Medieval European trader requirement

Stapelrecht, or staple right, was a medieval privilege granted to certain cities in the Holy Roman Empire allowing them to require passing merchants to unload and offer their goods for sale locally, fostering urban prosperity but often hindering long-distance trade.

Staple rights can be compared to Marktrecht (market rights), the right to hold a regular market, as they were extremely important for the economic prosperity of the river cities that possessed such rights, such as Leipzig (1507), Mainz, Munich (1332), and Cologne (where a Stapelhaus still stands as a reminder of the former right). At the same time, they created a strong barrier against long-distance trade because of the increased costs and the time required to unload and load ships, especially as a river might have multiple cities in a row with staple rights.

Staple rights required merchant barges or ships to unload their goods at the port and to display them for sale for a certain period, often three days. Only after that option had been given to local customers were traders allowed to reload their cargo and travel onwards with the remaining unsold freight.

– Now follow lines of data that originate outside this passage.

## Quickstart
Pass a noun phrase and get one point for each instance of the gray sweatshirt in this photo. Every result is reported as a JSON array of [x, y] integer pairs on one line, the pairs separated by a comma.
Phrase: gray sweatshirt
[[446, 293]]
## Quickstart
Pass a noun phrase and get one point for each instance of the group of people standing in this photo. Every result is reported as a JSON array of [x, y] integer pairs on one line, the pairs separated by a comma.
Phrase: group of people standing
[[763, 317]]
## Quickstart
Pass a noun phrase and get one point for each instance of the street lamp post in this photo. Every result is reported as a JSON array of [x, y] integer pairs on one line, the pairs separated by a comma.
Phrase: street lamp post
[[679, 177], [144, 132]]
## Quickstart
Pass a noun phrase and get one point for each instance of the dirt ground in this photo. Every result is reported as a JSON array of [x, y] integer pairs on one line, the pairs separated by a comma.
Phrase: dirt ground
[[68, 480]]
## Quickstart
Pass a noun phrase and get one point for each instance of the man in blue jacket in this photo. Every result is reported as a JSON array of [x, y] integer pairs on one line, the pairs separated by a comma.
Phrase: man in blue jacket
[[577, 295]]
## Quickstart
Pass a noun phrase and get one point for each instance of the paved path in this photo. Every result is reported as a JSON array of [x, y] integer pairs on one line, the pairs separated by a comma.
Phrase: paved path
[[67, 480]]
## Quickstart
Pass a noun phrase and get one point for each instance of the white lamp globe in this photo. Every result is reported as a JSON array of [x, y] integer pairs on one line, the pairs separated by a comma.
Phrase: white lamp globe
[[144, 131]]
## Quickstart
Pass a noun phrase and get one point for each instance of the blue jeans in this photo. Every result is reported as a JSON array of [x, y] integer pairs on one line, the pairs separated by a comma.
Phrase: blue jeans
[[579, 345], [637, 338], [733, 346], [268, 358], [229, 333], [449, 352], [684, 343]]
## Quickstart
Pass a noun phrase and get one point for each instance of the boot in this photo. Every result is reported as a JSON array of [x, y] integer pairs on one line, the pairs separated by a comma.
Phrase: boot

The merchants often also did not have the option to avoid the respective cities, at least for certain goods, as they were forced by law to take the route of a prescribed tollway (such as the Via Regia or the Via Imperii) which was controlled by the city with staple right. That affected the transport especially of perishable goods like foodstuffs, but traders could often pay a fee to avoid having to display their wares, thus turning the staple right into a form of trade taxation, with similar but less severe results.

On the other hand, users of the road and visitors to cities with staple rights also gained several advantages, such as roads of better quality or the right of peaceful passage guaranteed by the local king. Those advantages were not common outside the tollways, as medieval local governments were usually weak, and street robberies were frequent.

Staple rights were probably introduced by Charlemagne (ruled 768–814). It was only in 1815, at the Congress of Vienna, that they were abolished. That policy took effect on the Rhine by the Mainzer Akte in 1831 and in 1839 for the whole of Germany, by the German Customs Union.

Limited staple rights were sometimes given to towns along major trade-routes like Görlitz, which obtained staple rights for salt and woad, and Lviv gained them in 1444.